Recently, I had my 20-year high school reunion. I guess that makes me old, huh? I don’t feel like I’m 20, much less that I’ve been out of high school for 20 years. Maybe it’s denial, but I don’t care.
I’ve been thinking about the whole weekend and I’ve had some thoughts I’d like to share.
1) No one should be defined by how they acted in high school. I know that I for one was ruled by fear and insecurities in high school and never really took any chances or got out of my tiny comfort zone. Sometimes meanness is just someone acting out of hurt or fear.
2) Grace is still a good thing. I know I need it, so I try to show it as much as I can. It means giving people the benefit of the doubt and believing that who you are isn’t always what you do. So I try to give a person a break when they don’t treat me right.

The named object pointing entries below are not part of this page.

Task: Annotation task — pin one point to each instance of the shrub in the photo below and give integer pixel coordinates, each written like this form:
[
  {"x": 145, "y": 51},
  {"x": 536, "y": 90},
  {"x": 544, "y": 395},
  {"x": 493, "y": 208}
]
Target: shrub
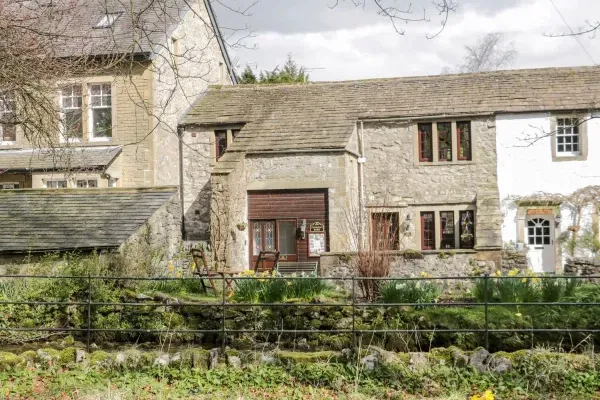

It may be one small act of kindness that can change that person’s outlook.
3) I’m finally comfortable in my own skin. I feel a lot like Joseph when I look back on how I was picked on and made fun of. God used it to shape me into who I am and I am not sorry it happened. If that’s what it took to get me to where I am, I am thankful for it.
4) People really do matter. Friendships matter. The only things that last aren’t what we’ve accumulated, but what we’ve sacrificed and given away. I’ve heard that the only currency on heaven is love.
5) 80% of success is showing up, or so I’m told. I think it’s higher than that. To be brave enough to show up and be yourself, warts and all, is success, no matter what happens after that. And to all those who missed out on the 20th reunion, I hope you are doing well and I hope to see you in 5 years.
6) Forgiveness is still a beautiful thing. Forgiving someone means that you are freed from the power they had over you by what they did to you. Forgiving means that you release that person from the expectation that they can fix what they did wrong. Sometimes the person you most need to forgive is yourself.
7) At the end of the day, only the love of God can get you though. It’s not being clever or resourceful or smart or crafty enough, because all those will fail. Only the arms of Jesus are strong enough to carry you through.
I hope to have more thoughts five years from now to share. Until then, I am thankful yet again for friendships that last and for memories that remind me of how good my God is.